= Frege's puzzles =

Puzzles about the semantics of proper names

Frege's puzzles are puzzles about the semantics of proper names, although related puzzles also arise in the case of indexicals. Gottlob Frege (1848–1925) introduced the puzzle at the beginning of his article "Über Sinn und Bedeutung" ("On Sense and Reference") in 1892 in one of the most influential articles in analytic philosophy and philosophy of language.

==The puzzles ==

The term "Frege's puzzle" is commonly applied to two related problems. One is a problem about identity statements that Frege raised at the beginning of "On Sense and Reference", and another concerns propositional attitude reports.
===The first puzzle===

The first problem considers the following sentences:

1. Hesperus is Hesperus.
2. Hesperus is Phosphorus (Lucifer).

Each of these sentences is true, since 'Hesperus' refers to the same object as 'Phosphorus' (the planet Venus which few months apart can be seen as the brightest star of morning or of evening). Nonetheless, (1) and (2) seem to differ in their meaning or what Frege called "cognitive value". (1) is just a truth of logic that can be known a priori, whereas (2) records an empirical truth that was discovered by astronomers. The problem, however, is that proper names are often taken to have no meaning beyond their reference (a view often associated with John Stuart Mill). But this seems to imply that the two statements mean the same thing, or have the same cognitive value.

Frege proposed to resolve this puzzle by postulating a second level of meaning besides reference in the form of what he called sense: a difference in the mode of presentation or the way an object can be "given" to the observer. Thus 'Hesperus' and 'Phosphorus' have the same reference, but differ in sense because they present Venus in different ways.

===The second puzzle===

The second puzzle concerns propositional attitude reports, such as belief reports. Ordinarily, coreferring names are substitutable salva veritate, that is, without change in truth value. For example, if 'Hesperus is bright' is true then 'Phosphorus is bright' is also true given that 'Hesperus' and 'Phosphorus' refer to the same planet. Frege then considers the following argument:

- Alex believes Hesperus is visible in the evening.
- Hesperus = Phosphorus.
- Alex believes Phosphorus is visible in the evening.

This argument appears to be invalid: even if (3) and (4) are true, (5) could be false. If Alex is not aware that Hesperus and Phosphorus are the same planet, then it seems that he could believe that Hesperus is visible in the evening while rejecting the claim that Phosphorus is visible in the evening (perhaps he thinks Phosphorus, the morning star, is only visible in the morning). The principle that coreferring names are substitutable salva veritate thus appears to fail in the context of belief reports (and similarly for other propositional attitude reports).

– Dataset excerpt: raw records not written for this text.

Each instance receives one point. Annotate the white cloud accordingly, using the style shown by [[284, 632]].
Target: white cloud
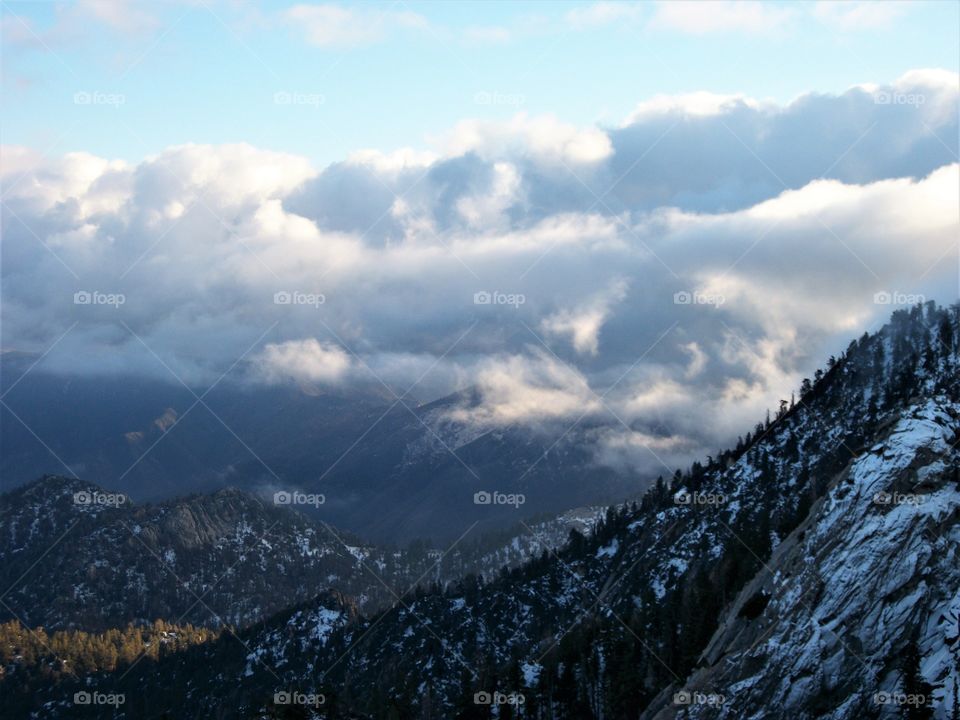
[[582, 324], [497, 209], [697, 104], [338, 26], [303, 361], [853, 16], [544, 138], [529, 388], [701, 18], [604, 13]]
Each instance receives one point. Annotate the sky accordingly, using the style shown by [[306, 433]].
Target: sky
[[660, 215], [400, 74]]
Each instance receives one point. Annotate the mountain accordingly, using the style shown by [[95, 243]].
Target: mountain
[[74, 555], [808, 572], [388, 471]]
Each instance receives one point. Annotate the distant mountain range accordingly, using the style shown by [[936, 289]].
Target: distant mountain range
[[809, 572], [387, 472], [224, 558]]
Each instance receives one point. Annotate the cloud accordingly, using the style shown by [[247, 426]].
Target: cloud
[[367, 270], [854, 16], [604, 13], [545, 138], [338, 26], [304, 361], [701, 18], [582, 324], [534, 387]]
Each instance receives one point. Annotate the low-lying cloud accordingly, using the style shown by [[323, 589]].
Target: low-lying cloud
[[668, 278]]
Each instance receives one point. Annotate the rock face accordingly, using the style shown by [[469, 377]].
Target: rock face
[[874, 569]]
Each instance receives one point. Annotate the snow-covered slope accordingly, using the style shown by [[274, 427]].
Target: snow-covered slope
[[875, 568], [759, 578]]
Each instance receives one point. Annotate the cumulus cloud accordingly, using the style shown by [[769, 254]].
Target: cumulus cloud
[[582, 324], [688, 267], [303, 360], [534, 387]]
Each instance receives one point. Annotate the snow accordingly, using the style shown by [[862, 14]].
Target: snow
[[609, 550], [531, 673]]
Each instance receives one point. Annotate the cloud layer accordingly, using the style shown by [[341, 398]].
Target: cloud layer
[[668, 278]]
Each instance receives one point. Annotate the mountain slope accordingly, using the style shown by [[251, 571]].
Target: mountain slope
[[872, 572], [386, 470], [618, 620]]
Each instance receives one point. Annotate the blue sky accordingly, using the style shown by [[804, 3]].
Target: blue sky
[[390, 75]]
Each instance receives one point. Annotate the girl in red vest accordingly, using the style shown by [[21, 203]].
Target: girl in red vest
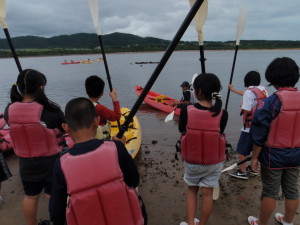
[[275, 131], [35, 124], [203, 145]]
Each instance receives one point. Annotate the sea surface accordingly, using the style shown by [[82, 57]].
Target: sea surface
[[67, 81]]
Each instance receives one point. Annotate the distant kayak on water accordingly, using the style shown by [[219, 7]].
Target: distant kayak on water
[[84, 61], [72, 62], [158, 101]]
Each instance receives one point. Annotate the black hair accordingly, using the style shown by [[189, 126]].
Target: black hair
[[210, 86], [94, 86], [282, 72], [252, 78], [80, 113], [29, 82]]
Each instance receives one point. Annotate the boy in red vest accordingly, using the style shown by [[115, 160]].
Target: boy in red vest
[[275, 132], [94, 180]]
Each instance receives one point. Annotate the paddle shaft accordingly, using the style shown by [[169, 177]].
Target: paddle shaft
[[12, 49], [202, 58], [105, 62], [231, 76], [106, 69], [161, 65]]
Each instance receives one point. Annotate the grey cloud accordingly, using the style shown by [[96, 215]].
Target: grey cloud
[[267, 19]]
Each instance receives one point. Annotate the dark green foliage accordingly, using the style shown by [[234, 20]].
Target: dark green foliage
[[83, 43]]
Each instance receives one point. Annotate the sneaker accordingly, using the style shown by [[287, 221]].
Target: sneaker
[[44, 222], [279, 218], [252, 220], [250, 171], [239, 174], [196, 221]]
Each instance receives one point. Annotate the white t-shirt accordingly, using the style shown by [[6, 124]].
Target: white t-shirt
[[250, 101]]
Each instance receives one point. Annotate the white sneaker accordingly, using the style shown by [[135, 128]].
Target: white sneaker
[[279, 218], [252, 220]]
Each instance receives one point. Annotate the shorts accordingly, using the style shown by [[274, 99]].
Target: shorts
[[245, 144], [272, 179], [4, 170], [202, 175], [35, 188]]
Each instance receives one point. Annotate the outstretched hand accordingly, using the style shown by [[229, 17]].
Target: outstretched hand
[[113, 94]]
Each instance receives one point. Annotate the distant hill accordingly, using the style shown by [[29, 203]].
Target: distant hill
[[83, 43], [80, 40]]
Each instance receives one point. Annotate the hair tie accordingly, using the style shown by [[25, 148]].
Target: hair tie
[[216, 95]]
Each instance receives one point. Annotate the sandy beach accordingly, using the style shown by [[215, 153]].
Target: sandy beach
[[161, 186]]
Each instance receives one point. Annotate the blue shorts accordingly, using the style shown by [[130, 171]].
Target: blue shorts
[[245, 144], [35, 188]]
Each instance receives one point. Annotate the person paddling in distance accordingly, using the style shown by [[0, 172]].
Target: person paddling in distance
[[187, 98], [94, 87], [96, 176], [251, 97], [275, 132], [203, 145], [32, 115]]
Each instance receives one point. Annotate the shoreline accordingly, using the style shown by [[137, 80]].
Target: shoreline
[[137, 52]]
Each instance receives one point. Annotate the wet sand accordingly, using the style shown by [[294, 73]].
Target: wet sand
[[161, 185]]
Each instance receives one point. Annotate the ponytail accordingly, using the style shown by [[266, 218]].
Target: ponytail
[[15, 94], [29, 82], [217, 107]]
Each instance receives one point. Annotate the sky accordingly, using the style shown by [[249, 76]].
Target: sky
[[267, 19]]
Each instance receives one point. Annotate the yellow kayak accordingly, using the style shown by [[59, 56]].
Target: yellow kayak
[[133, 135]]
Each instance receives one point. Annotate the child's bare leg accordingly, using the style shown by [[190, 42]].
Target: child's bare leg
[[30, 205], [242, 166], [206, 204], [267, 207], [191, 204], [290, 210]]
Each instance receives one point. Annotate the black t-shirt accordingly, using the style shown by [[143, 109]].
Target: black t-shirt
[[183, 118], [57, 205]]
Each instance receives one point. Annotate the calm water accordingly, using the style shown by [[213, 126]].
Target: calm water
[[67, 81]]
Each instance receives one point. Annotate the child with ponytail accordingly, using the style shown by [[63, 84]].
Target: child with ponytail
[[35, 126], [203, 145]]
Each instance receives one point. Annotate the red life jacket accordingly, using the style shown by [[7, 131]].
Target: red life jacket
[[98, 193], [285, 128], [247, 117], [30, 138], [203, 144], [5, 140]]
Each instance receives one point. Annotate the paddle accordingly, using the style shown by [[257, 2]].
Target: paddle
[[5, 29], [199, 20], [171, 115], [93, 4], [240, 28], [160, 65]]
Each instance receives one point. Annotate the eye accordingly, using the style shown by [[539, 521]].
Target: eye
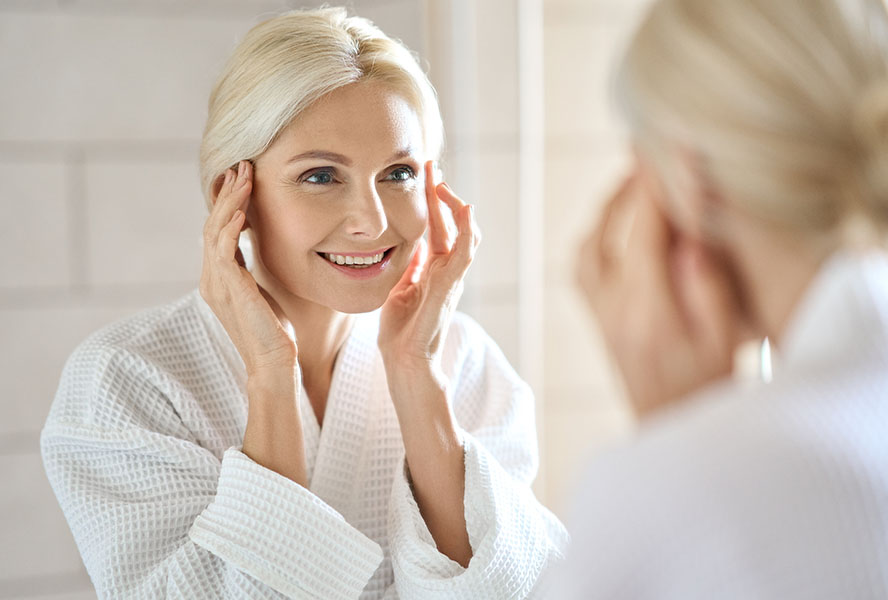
[[319, 177], [404, 173]]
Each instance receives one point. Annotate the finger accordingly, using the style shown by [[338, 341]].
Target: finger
[[463, 251], [454, 204], [228, 238], [414, 269], [438, 240], [233, 196]]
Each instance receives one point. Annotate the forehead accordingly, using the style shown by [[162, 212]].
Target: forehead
[[362, 121]]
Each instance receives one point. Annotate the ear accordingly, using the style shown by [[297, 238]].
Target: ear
[[217, 187], [214, 195]]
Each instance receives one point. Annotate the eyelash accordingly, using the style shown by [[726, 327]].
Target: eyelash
[[411, 174]]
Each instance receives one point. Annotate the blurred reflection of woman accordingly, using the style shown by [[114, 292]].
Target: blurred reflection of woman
[[758, 207], [260, 438]]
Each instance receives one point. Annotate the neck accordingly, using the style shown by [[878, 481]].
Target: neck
[[775, 270], [320, 334]]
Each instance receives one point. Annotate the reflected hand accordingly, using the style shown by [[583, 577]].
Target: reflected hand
[[417, 312], [667, 306], [253, 320]]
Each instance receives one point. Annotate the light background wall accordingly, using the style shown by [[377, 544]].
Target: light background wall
[[101, 111]]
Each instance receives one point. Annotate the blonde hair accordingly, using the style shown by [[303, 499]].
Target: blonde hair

Frege again proposed to solve this problem by appeal to his distinction between sense and reference. In particular, he held that when a proper name occurs in the context of an attitude report, its reference shifts to its ordinary sense: thus 'Phosphorus', for example, denotes the planet Venus when it occurs in the sentence 'Phosphorus is visible in the evening' or in an identity sentence like (4), but when it occurs embedded in an attitude report like (5) it denotes its ordinary sense.

==New theories of reference and the return of Frege's puzzle==

Frege's puzzle has received a great deal of attention since the attacks on the descriptivist theory of names mounted in the 1970s and 1980s by philosophers such as Keith Donnellan, Saul Kripke, Ruth Barcan Marcus, Hilary Putnam, and David Kaplan. In the wake of these attacks on descriptivism, many philosophers embraced the Millian or direct-reference view of proper names, according to which the meaning of a name is simply its referent. As noted above, this Millian view has the result that (1) and (2) express the same proposition. Similarly, the embedded sentences 'Hesperus is visible in the evening' and 'Phosphorus is visible in the evening' from (3) and (5) express the same proposition. It therefore looks like (3) and (5) cannot differ in truth value since they attribute belief in one and the same proposition.

In view of this problem, many philosophers of language have attempted to work out a solution to the puzzle within the confines of direct-reference theories of proper names. Some of these philosophers include Nathan Salmon (e.g. in Frege's puzzle and Content, Cognition, and Communication), Howard Wettstein (e.g. in "Has Semantics Rested on a Mistake?"), Scott Soames, David Kaplan, John Perry (e.g. in Reference and Reflexivity), and Joseph Almog.